Für den Verteidiger von Silvio G. ist deshalb erwiesen, daß sein Mandant den „afrikanischen Bürger“ gar nicht beleidigt haben könne, wenn dieser den Text nicht verstanden habe. Wie Silvio G. kommt auch Maik J. aus einem zerrütteten Elternhaus. Maik J. gestand, daß er der Vietnamesin Hoang Thi Vinh in den Bauch getreten hat. Daß sie schwanger war, habe er nicht bemerkt.

Während der etwa einstündigen Prügeltour wurden einige Hände voll Zigaretten mitgenommen und unter der Clique ausgeteilt. Staatsanwalt Peter Voigt interpretierte das als „schweren Raub“. Protest der Verteidigung: „Damit der Rechtsradikalismus aus der Stadt verschwindet, müssen zehn Kinder für 150 Mark den Kopf hinhalten“, meinte Anwältin Beyer. Doch sie drehte gleichsam den Spieß herum und kriminalisierte das Opfer. Zigarettenstangen in der Wohnung einer Vietnamesin könne nur „Schmuggelware“ sein.

Für die Bewertung der Gewalttat ist das völlig belanglos.
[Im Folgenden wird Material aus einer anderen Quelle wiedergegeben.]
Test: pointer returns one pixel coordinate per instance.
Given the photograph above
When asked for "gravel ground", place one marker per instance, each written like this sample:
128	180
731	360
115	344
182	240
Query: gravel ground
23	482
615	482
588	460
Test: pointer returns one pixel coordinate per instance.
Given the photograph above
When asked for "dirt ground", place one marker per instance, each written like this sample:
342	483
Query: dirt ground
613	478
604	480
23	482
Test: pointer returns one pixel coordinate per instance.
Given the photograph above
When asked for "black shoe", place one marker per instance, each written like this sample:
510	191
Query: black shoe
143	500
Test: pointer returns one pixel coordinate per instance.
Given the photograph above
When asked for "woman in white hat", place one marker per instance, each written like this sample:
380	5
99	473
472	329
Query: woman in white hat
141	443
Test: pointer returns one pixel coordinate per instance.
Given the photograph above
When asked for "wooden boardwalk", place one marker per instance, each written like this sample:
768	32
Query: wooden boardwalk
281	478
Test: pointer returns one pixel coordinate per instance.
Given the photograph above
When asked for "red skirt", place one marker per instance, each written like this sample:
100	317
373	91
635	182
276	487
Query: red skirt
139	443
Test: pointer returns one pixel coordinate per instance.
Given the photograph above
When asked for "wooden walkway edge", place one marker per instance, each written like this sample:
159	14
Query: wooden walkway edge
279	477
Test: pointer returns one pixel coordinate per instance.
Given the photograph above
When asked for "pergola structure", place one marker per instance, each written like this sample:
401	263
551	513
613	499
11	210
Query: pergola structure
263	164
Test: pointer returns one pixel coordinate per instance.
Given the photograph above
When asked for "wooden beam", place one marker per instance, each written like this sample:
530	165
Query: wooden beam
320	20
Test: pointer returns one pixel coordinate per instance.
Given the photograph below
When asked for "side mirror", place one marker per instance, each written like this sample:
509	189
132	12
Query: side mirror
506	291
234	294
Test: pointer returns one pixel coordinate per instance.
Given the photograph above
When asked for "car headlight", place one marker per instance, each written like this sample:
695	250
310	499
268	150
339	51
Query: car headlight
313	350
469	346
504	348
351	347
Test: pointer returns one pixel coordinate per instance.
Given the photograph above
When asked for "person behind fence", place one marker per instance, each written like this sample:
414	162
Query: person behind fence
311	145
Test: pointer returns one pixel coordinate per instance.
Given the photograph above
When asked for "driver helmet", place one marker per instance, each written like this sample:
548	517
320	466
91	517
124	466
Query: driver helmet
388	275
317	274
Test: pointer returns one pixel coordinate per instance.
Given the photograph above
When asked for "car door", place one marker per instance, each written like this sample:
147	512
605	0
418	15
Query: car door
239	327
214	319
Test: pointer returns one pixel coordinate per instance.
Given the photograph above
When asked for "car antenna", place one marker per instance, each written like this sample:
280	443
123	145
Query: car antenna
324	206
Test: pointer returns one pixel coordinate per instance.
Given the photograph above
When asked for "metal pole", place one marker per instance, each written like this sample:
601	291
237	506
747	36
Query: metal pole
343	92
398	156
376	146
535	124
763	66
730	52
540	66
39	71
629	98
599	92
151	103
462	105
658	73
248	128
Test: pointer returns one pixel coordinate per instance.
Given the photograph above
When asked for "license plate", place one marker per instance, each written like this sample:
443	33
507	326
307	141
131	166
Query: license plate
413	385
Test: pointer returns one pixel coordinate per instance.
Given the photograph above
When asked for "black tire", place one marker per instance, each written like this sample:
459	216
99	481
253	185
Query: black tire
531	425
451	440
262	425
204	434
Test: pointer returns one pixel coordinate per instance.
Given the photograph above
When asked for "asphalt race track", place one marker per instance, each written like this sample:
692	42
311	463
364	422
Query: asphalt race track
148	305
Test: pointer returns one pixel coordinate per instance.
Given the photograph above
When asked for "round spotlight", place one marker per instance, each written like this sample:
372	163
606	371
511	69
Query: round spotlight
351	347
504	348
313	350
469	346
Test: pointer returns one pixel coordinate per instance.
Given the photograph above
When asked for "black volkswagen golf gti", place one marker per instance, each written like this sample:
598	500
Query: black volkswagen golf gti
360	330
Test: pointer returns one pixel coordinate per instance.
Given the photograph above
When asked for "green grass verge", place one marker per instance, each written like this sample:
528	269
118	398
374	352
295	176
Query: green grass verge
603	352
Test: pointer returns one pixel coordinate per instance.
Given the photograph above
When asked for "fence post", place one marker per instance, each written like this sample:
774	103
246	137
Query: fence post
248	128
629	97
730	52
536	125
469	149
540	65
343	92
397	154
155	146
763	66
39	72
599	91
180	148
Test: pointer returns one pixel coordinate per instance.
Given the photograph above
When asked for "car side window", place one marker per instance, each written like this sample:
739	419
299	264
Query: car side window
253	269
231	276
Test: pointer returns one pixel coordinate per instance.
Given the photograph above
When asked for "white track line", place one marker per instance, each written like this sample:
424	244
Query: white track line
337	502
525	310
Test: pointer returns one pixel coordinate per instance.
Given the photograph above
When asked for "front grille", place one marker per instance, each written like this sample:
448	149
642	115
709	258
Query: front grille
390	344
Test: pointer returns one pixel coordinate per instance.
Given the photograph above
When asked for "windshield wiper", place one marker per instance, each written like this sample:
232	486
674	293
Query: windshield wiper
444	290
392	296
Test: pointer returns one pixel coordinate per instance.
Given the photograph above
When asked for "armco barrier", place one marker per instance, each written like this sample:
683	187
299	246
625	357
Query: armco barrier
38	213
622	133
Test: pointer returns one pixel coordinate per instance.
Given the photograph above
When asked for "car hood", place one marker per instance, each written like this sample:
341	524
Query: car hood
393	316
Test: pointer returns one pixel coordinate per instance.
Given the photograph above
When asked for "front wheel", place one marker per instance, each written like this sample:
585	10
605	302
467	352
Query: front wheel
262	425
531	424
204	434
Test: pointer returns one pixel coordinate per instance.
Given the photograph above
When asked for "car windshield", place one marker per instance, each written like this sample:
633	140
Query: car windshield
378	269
Es wäre statt dessen zu klären gewesen, wer den betrunkenen Troß auf die Spur zu Vinhs Wohnung gebracht hat.

Nachdem ihm der „fröhliche“ Trupp begegnet war und erzählt hatte, daß man „Fidschis wegknallen“ wolle, war plötzlich bekannt, daß „auf der Rehefelder Straße welche wohnen“. Der Verdacht liegt nahe, daß dieser Zeuge auch an dem unmittelbar vorangegangenen, „gescheiterten“ Überfall auf die gleiche Vietnamesin nicht unbeteiligt war.

Während ihrer Vernehmung baten die Täter ihre Opfer um Entschuldigung. Die noch immer verängstigte Hoang Thi Vinh nahm das gesenkten Kopfes zur Kenntnis. Jeremias Jomo sah seinen Peinigern in die Augen und erklärte, daß er keine Entschuldigung brauche. Das beeindruckte die jungen Männer. Sie hätten, sagten sie, an seiner Stelle auch nicht anders reagiert. Dies sei kein „Neonazi-Prozeß“, sondern ein Prozeß um die „unantastbare Würde des Menschen“, erklärte Anwalt Eisenstein in seinem Plädoyer. Politische Ziele sind es tatsächlich nicht, die diese jungen Leute auf die Prügeltour trieben. Doch die Frage, warum sie rassistische Parolen und Handlungsmuster derart verinnerlicht haben, gehört zur Wertung der Tat. Da reicht es nicht, wie von der Verteidigung unternommen, nur auf prügelnde Väter, niedriges Bildungsniveau und „Gruppenpsychose“ auszuweichen.

Richter Weimer verkündet heute die Urteile. Beantragt hat die Staatsanwaltschaft Haftstrafen für die Haupttäter. Bis auf einige Details fand sie die Anklage durch die Vernehmung bestätigt.

Die Verteidiger sehen das nicht so, in mehreren Punkten stehe Aussage gegen Aussage. Sie plädierten für Strafen, die den meist mehrfach vorbestraften Tätern Chancen geben, in eine Lehre, einen Job einzusteigen und den neuen Anfang zu schaffen, von dem sie in der Verhandlung selbst gesprochen hatten.